Но стоило ему лечь, как он вновь обрел некоторый покой, словно в самой этой позе было доброе волшебство, и эта ночь, борьба с которой представлялась ему такой трудной, вдруг сделалась более доброжелательной, став могущественной сообщницей. Он снова пустился в плаванье по ласковым волнам, на горизонте которых сияла, как заря, уверенность в том, что истекающие сейчас минуты неощутимо несли его к Ариадне. Изо всех сил он вглядывался в этот свет, замеченный на еще темном берегу реки, на противоположном берегу которой сидел он сам, скорчившись, цепляясь слабеющей рукой за ветки последнего куста, прежде чем с головой погрузиться в черную воду. Это еще не было присутствием, но он знал, что оно наступит, выйдя из утреннего тумана, и это светлое обещание, просвечивавшее сквозь ночь, делало для него менее тягостной мысль о предстоящем ожидании.

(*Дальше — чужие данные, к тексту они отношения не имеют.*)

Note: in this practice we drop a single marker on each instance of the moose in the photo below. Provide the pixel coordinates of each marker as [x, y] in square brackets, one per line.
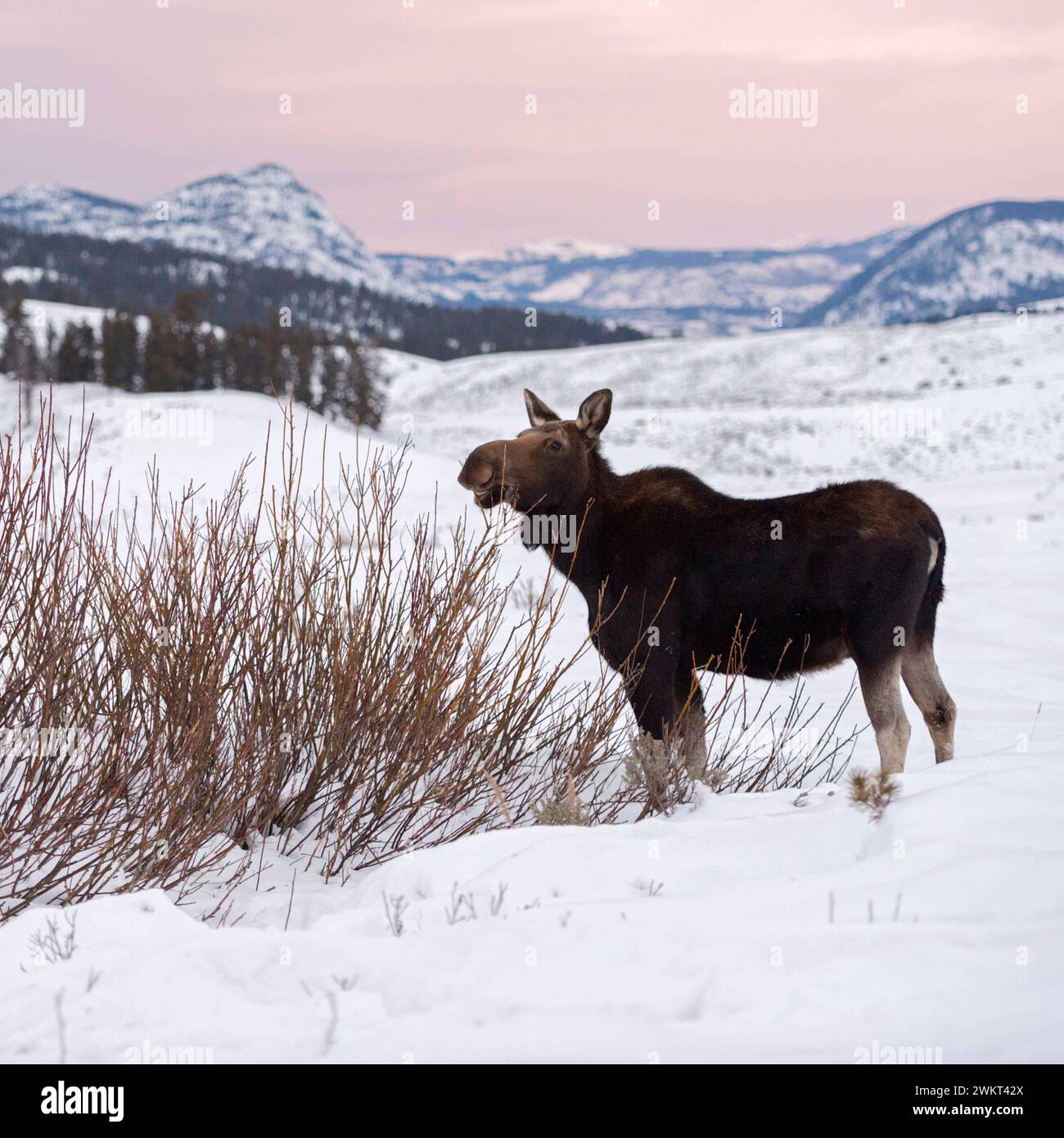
[674, 572]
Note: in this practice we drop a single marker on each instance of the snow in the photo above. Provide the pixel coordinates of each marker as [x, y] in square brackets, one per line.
[259, 215]
[757, 927]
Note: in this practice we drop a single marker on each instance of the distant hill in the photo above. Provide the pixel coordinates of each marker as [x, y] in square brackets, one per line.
[139, 277]
[994, 256]
[988, 256]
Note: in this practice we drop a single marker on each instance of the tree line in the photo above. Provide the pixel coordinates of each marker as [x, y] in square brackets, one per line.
[178, 350]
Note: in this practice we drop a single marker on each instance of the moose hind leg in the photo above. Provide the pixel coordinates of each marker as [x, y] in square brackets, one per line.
[881, 688]
[921, 675]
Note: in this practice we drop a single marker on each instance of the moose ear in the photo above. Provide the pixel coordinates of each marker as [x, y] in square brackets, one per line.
[595, 413]
[539, 412]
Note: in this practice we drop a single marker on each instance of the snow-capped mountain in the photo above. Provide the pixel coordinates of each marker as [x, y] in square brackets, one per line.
[999, 255]
[658, 291]
[261, 215]
[990, 256]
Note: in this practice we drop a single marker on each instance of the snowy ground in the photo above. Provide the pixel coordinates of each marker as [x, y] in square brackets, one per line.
[757, 928]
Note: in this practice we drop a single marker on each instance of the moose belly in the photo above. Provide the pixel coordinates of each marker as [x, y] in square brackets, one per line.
[778, 648]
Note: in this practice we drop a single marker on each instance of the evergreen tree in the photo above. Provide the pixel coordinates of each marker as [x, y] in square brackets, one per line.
[119, 350]
[358, 394]
[75, 359]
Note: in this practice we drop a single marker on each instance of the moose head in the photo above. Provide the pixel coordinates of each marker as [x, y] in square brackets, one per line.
[548, 467]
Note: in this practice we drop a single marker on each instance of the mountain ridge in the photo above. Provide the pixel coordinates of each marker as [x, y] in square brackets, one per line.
[989, 255]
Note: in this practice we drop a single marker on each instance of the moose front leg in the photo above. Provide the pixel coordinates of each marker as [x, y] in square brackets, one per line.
[651, 691]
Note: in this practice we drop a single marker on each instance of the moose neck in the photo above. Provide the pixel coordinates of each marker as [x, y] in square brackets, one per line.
[582, 517]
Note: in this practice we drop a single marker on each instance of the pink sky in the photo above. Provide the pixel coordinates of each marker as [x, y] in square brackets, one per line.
[427, 104]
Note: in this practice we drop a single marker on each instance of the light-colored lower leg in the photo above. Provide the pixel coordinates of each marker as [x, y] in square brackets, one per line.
[922, 679]
[882, 692]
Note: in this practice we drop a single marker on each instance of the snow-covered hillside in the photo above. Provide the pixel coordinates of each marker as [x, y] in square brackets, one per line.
[769, 927]
[656, 291]
[997, 255]
[1003, 255]
[261, 215]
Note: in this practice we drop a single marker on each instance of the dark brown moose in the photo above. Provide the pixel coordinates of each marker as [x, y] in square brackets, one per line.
[675, 572]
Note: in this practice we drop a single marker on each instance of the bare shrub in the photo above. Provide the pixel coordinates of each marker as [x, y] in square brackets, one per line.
[873, 793]
[294, 662]
[567, 811]
[279, 662]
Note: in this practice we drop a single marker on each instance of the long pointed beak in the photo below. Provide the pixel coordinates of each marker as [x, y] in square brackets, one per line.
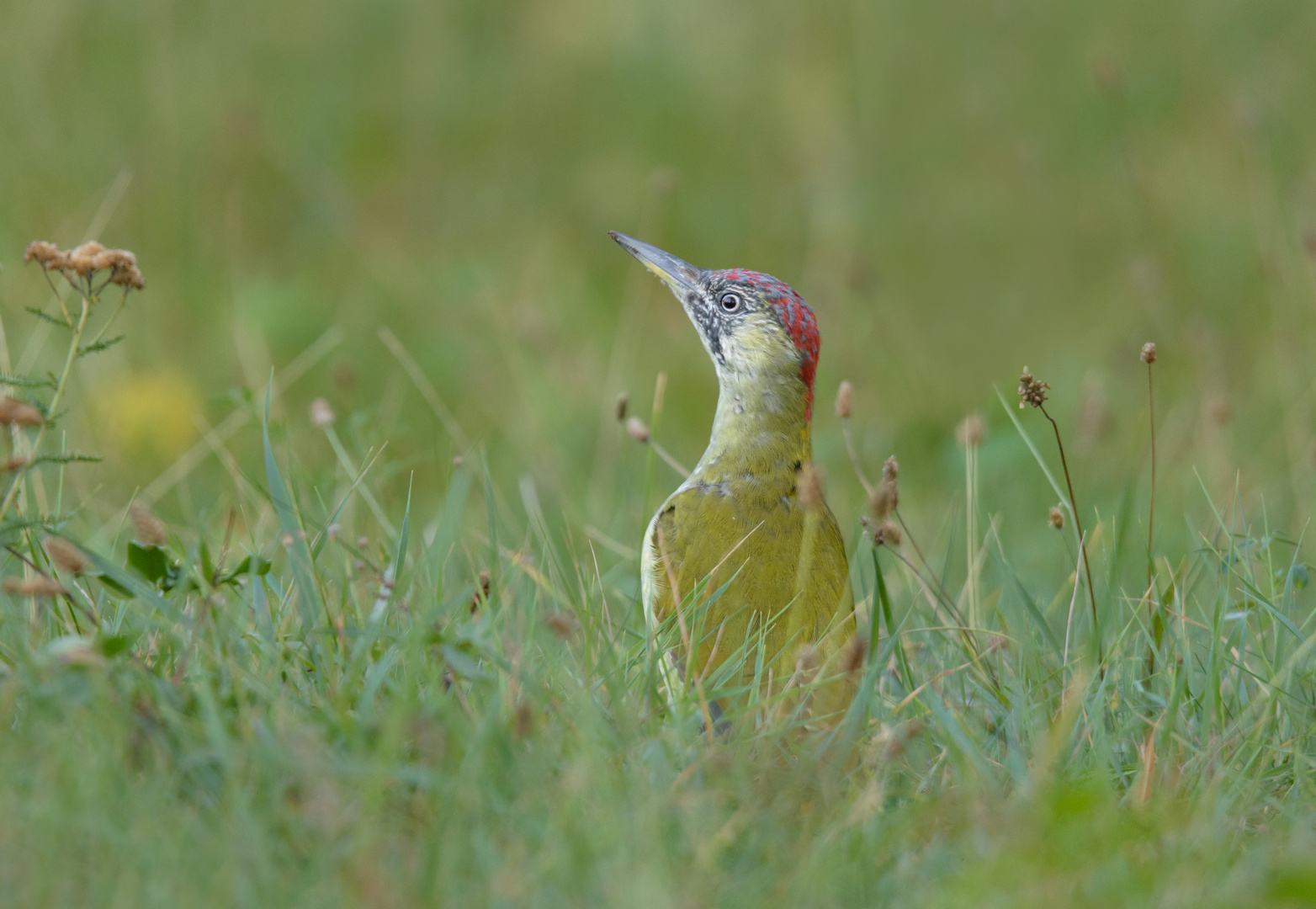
[677, 274]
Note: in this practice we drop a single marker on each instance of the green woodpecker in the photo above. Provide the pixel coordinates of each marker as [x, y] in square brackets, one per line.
[751, 512]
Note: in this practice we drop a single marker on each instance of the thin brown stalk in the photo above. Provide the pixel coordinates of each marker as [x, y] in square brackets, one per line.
[1150, 521]
[1078, 523]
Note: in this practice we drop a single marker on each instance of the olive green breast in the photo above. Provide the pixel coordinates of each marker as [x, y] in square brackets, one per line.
[751, 532]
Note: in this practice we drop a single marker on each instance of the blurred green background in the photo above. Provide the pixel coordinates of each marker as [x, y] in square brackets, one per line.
[959, 189]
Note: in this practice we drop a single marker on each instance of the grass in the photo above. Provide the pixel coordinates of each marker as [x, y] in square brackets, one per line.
[450, 698]
[268, 708]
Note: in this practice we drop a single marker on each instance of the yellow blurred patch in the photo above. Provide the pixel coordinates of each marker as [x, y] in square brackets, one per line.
[149, 415]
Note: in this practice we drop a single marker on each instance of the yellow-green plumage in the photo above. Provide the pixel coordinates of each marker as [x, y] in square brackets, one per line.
[739, 516]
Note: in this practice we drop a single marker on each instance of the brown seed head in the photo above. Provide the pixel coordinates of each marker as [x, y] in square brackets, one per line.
[147, 528]
[887, 534]
[83, 258]
[1031, 391]
[66, 556]
[886, 497]
[845, 400]
[637, 429]
[16, 413]
[972, 430]
[42, 252]
[321, 415]
[109, 259]
[809, 484]
[39, 586]
[128, 277]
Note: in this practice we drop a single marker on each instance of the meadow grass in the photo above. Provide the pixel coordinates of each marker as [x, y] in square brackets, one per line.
[320, 696]
[342, 668]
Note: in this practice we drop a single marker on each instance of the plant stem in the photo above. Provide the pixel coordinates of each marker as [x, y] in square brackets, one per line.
[21, 472]
[1078, 523]
[1152, 505]
[1152, 598]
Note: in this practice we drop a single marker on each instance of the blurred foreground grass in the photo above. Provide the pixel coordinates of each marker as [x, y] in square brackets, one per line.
[957, 189]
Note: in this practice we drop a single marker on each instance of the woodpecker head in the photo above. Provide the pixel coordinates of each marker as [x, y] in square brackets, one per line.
[754, 327]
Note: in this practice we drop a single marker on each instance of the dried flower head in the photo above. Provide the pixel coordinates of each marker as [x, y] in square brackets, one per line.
[83, 258]
[809, 487]
[972, 430]
[891, 469]
[321, 415]
[45, 254]
[1031, 391]
[886, 497]
[39, 586]
[887, 534]
[16, 413]
[112, 259]
[66, 556]
[128, 277]
[845, 400]
[147, 528]
[637, 429]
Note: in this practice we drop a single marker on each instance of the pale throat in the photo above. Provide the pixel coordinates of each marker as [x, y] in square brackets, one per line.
[761, 427]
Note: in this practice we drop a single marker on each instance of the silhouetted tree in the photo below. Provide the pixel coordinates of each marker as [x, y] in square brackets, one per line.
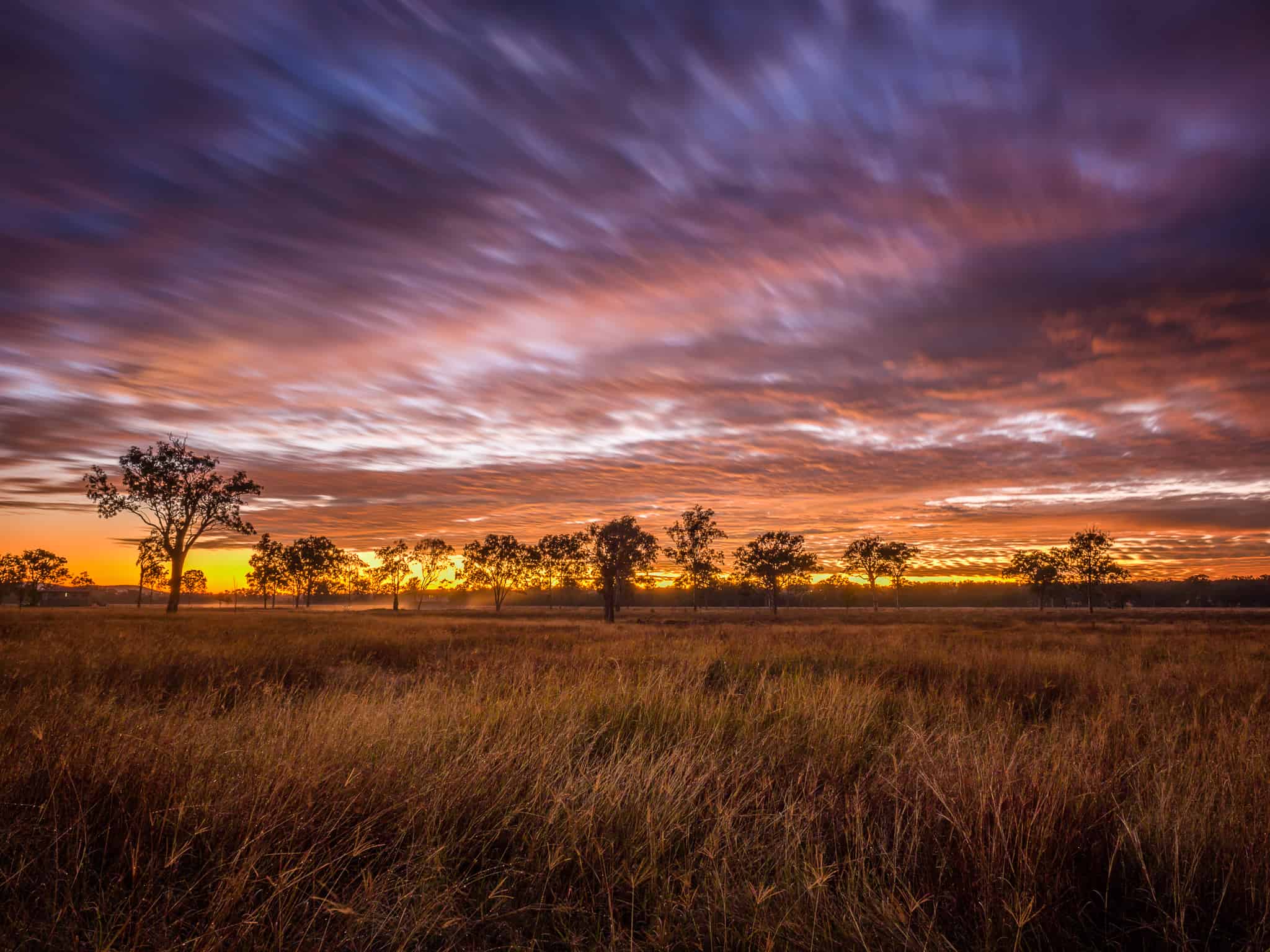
[178, 494]
[620, 550]
[12, 576]
[433, 558]
[309, 560]
[775, 560]
[41, 568]
[1199, 587]
[1089, 560]
[394, 568]
[897, 557]
[150, 565]
[193, 582]
[561, 560]
[1038, 569]
[269, 573]
[351, 568]
[865, 558]
[497, 563]
[691, 539]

День наконец наступил, Симон высмотрел в своем зеркале, рядом с грядой Арменаз, первый знак милости, который подало ему небо, затем, спрыгнув с кровати, подбежал к окну, чтобы на несколько мгновений почувствовать у обнаженной груди неосязаемый ледяной занавес, сотканный в воздухе за ночь, поджидавший его, жесткий, прозрачный и голубой, как обещание дня, который будет похож на предыдущий, сделанный из той же крепкой материи, той же тишины и тех же радостей. Тогда, при этой мысли, его наполнила глубокая радость. Ибо ему было достаточно этого обещания, этой уверенности вновь обрести то же самое. Мир, в который вводила его эта радость, как никогда более отличался от прежнего мира: это был мир, в котором существовало то же самое, где присутствовали те же самые ценности, где жизнь протекала в спокойствии одинакового. С того самого момента, когда, подбежав к балкону, он подставлял грудь ледяному воздуху, он знал, что вечером поднимется по узкой дороге в Опраз к своему дереву и вновь увидит там, сразу после заката, прислонившийся к отвесному утесу, в любое время года сохранявшему свой золотистый цвет, кусочек неба — такого чистого, такого синего, такого неподвижного, словно созданного из всех людских грез о вечности. Но его собственное сердце стало ясным и чистым, стало похожим на это небо, следуя заветам, которые оно внушало из глубины своих вечных просторов. В Симона вливалась новая мудрость. Он теперь желал лишь того же самого счастья. И сознание того, что он переживает это счастье, хранит в себе мысль, способную сравниться со всей протяженностью неба и дня, восхищало его до такой степени, что он хотел бы остановиться, оставшись в центре чудесного ожидания — того ожидания, что не заставляло страдать и заполняло собою все.